Take care, I do think this is more common than we realize.

Mary
Yes I used to worry about droppping my babies down stairs, in parking lots that kind of thing. I would hurry about them being hurt horribly. Not by me but just that bad things would happen to them. With my first I'm not sure I was all the way to PPD. I didn't feel depressed but I did have those bad intrusive thoughts. With DD#2 there was definitely PPD and this was part of it. Zoloft helped me a lot. I only got on that though when I started thinking about all the ways I wasn't going to kill myself. Like I wouldn't shoot myself because we don't have a gun and I couldn't take pills because we didn't really have any and I didn't think I would slit my wrists becuase that would probably hurt and DH would have a big mess to clean up. At a certain point I had to recognize that thinking about not killing yourself so much was probably suicidal in a different form than we normally think of.
post #17 of 37
Quote:
Originally Posted by Demeter9 View Post
My PPD symptoms are irritability, rage, anxiety, aggressiveness. Oh and hypervigilance - I would awaken paniced at night trying to find my baby.
I know these aren't the symptoms you are experiencing this time, but to me this set of symptoms sounds like PTSD. I have PTSD, and I did experience intrusive thoughts for probably the first four months of ds's life. Did you experience something traumatic when you got the symptoms above? The birth experience, a post partum issue, a trigger of a past event? Trauma usually doesn't go away on it's own, and it could be resurfising in a new form this time around. Or I could be way off base here, I don't know, but your symptoms sounded a lot like mine and I had PTSD, and instrusive thoughts, but not OCD.
post #18 of 37
Wow, I keep checking this thread because I so identify with the OP, and I have to agree with the above post, too. PTSD is also something that I am dealing with, and I wonder if that has made my tendency toward OCD even worse.

It's really hard to get the right diagnosis, because so many of these disorders are comorbid, and they also have some similar symptoms. I could buy the PTSD theory, though. Totally.

I had a VERY traumatic birth experience, to the point of if I see those striped hospital baby blankets, I cry and freak out.
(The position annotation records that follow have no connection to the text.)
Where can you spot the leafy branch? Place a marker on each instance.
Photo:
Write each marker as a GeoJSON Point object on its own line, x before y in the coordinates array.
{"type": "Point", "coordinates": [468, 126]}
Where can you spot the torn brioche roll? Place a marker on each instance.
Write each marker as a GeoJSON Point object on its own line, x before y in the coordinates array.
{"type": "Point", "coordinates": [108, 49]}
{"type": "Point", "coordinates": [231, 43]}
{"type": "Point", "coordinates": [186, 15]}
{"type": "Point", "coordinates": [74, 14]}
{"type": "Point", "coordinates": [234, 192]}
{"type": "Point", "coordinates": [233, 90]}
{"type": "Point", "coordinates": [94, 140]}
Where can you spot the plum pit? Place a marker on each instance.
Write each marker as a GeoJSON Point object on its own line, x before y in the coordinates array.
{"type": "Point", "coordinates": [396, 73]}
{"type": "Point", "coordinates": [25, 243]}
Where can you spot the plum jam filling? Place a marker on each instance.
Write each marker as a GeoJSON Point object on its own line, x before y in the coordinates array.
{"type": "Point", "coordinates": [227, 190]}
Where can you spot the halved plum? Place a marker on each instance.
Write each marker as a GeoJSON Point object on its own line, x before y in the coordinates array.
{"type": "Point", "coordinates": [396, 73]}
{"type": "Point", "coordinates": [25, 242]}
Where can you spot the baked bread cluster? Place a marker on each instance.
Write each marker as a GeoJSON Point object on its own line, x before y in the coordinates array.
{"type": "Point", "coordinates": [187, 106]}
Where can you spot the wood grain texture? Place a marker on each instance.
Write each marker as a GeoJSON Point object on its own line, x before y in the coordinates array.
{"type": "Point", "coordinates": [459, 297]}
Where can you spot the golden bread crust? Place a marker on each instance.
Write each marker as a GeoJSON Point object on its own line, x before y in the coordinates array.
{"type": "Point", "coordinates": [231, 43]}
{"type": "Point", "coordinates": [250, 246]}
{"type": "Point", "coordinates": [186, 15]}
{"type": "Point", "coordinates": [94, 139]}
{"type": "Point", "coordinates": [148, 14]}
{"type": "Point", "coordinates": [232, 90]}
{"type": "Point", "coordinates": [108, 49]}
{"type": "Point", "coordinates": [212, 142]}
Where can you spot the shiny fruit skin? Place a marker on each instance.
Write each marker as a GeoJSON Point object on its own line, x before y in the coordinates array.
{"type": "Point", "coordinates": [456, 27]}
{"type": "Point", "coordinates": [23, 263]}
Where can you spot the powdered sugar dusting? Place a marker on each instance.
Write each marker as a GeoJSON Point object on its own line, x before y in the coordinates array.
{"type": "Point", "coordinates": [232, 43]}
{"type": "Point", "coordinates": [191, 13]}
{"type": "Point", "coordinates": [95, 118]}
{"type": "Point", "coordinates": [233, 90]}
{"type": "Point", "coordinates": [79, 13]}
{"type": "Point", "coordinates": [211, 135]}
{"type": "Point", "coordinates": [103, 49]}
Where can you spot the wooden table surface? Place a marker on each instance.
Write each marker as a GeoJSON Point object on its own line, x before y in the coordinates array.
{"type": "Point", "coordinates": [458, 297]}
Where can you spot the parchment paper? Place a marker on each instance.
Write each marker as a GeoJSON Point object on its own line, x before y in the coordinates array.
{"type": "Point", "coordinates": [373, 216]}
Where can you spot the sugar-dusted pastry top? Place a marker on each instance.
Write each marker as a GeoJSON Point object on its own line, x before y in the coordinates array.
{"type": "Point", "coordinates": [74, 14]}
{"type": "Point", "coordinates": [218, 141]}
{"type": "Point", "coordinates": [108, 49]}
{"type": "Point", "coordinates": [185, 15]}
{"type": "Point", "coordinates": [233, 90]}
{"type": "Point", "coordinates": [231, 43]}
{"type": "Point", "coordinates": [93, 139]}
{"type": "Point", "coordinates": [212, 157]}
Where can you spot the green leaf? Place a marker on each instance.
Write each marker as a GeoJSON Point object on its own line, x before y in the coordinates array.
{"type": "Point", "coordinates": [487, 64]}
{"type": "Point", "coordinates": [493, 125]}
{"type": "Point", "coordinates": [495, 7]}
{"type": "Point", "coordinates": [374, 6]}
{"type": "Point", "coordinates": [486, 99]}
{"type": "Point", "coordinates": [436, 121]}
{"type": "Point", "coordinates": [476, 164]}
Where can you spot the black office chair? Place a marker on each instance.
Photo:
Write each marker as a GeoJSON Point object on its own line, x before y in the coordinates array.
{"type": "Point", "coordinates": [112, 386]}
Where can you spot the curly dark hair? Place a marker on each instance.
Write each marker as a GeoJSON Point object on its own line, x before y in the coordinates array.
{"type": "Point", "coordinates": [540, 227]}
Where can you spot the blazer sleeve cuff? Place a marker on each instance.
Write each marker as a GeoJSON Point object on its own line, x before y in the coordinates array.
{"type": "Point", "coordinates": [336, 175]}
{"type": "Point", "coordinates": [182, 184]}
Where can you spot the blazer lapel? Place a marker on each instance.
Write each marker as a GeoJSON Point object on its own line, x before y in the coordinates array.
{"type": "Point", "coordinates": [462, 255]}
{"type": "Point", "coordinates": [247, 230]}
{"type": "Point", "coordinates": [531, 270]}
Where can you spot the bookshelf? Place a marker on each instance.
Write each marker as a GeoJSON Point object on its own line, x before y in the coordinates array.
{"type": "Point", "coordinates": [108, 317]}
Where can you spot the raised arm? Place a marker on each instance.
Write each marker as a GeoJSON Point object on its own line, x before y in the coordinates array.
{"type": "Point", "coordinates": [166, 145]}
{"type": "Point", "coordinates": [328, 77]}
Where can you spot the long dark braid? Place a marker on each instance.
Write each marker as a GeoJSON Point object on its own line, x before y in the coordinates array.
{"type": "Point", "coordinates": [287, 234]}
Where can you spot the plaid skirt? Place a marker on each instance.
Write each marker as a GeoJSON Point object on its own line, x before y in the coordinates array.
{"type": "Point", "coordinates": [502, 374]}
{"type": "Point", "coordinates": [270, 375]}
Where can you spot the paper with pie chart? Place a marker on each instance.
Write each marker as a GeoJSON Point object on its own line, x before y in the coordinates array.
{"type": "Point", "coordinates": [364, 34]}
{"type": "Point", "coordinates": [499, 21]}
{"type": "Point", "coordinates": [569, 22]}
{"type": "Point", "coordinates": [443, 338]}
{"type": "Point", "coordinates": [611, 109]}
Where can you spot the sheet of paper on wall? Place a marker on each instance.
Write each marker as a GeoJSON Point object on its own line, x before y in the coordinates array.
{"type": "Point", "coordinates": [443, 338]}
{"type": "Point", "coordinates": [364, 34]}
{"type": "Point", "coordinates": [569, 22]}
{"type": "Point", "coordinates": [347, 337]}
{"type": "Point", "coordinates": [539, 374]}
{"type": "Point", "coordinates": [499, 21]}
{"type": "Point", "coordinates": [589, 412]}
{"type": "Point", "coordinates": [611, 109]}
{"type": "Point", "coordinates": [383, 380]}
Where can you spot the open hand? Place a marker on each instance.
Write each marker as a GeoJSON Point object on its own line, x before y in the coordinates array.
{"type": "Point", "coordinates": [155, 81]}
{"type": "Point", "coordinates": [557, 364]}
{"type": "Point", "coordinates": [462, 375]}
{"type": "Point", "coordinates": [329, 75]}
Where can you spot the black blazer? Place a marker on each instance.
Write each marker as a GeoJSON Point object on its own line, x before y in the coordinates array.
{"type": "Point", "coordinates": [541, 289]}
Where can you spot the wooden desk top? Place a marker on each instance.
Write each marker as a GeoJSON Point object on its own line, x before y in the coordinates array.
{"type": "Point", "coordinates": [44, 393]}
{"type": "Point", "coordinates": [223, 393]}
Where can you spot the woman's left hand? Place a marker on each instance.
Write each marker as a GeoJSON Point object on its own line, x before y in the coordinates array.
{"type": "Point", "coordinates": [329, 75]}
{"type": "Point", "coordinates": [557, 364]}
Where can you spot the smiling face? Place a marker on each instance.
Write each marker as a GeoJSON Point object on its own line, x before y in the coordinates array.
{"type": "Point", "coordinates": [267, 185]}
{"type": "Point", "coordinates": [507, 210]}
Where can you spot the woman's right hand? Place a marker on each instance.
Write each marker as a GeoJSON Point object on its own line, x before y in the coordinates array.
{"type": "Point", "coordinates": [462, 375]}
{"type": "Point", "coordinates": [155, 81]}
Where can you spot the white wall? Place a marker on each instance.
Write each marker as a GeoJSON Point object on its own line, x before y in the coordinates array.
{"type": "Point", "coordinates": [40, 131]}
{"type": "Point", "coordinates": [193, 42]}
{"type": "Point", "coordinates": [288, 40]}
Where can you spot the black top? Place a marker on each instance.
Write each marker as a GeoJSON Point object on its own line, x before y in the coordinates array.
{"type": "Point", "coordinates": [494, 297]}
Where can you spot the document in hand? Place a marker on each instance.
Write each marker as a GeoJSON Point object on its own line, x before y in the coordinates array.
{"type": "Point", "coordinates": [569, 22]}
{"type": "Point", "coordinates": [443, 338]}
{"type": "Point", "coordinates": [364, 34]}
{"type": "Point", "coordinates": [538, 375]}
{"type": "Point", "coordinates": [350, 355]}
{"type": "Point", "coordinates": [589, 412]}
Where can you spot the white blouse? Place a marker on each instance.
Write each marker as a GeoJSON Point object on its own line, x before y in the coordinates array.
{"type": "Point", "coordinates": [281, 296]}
I get really scared and upset. Same thing if I think about the hospital, or having another baby. Perhaps that is where my OCD started... as a result of the PTSD?

I don't know... we are all in this together and I wish the best for all of you!
post #19 of 37
Thread Starter 
Quote:
Originally Posted by jennica View Post
I know these aren't the symptoms you are experiencing this time, but to me this set of symptoms sounds like PTSD. I have PTSD, and I did experience intrusive thoughts for probably the first four months of ds's life. Did you experience something traumatic when you got the symptoms above? The birth experience, a post partum issue, a trigger of a past event? Trauma usually doesn't go away on it's own, and it could be resurfising in a new form this time around. Or I could be way off base here, I don't know, but your symptoms sounded a lot like mine and I had PTSD, and instrusive thoughts, but not OCD.
I got married while I was pregnant to my husband. The experience of all the new things probably would have been enough to trigger past traumas. My childhood has enough of them that it would be hard to tease one out as being the resurfaced one.

The likelihood of my having undiagnosed PTSD is high. I do not hide my past, but I am a pretty together kind of person so most people would not suspect even professionals. I can delay an anxiety attack and look like nothing at all is happening and interact with people while it is happening for example. Even *I* was not aware that it was anxiety attacks for a long time.
post #20 of 37
My baby is 7 months old and I still worry about something happening to him. I can't even walk through a doorway without worrying about his head hitting the door frame. It seems to have gotten worse with each baby.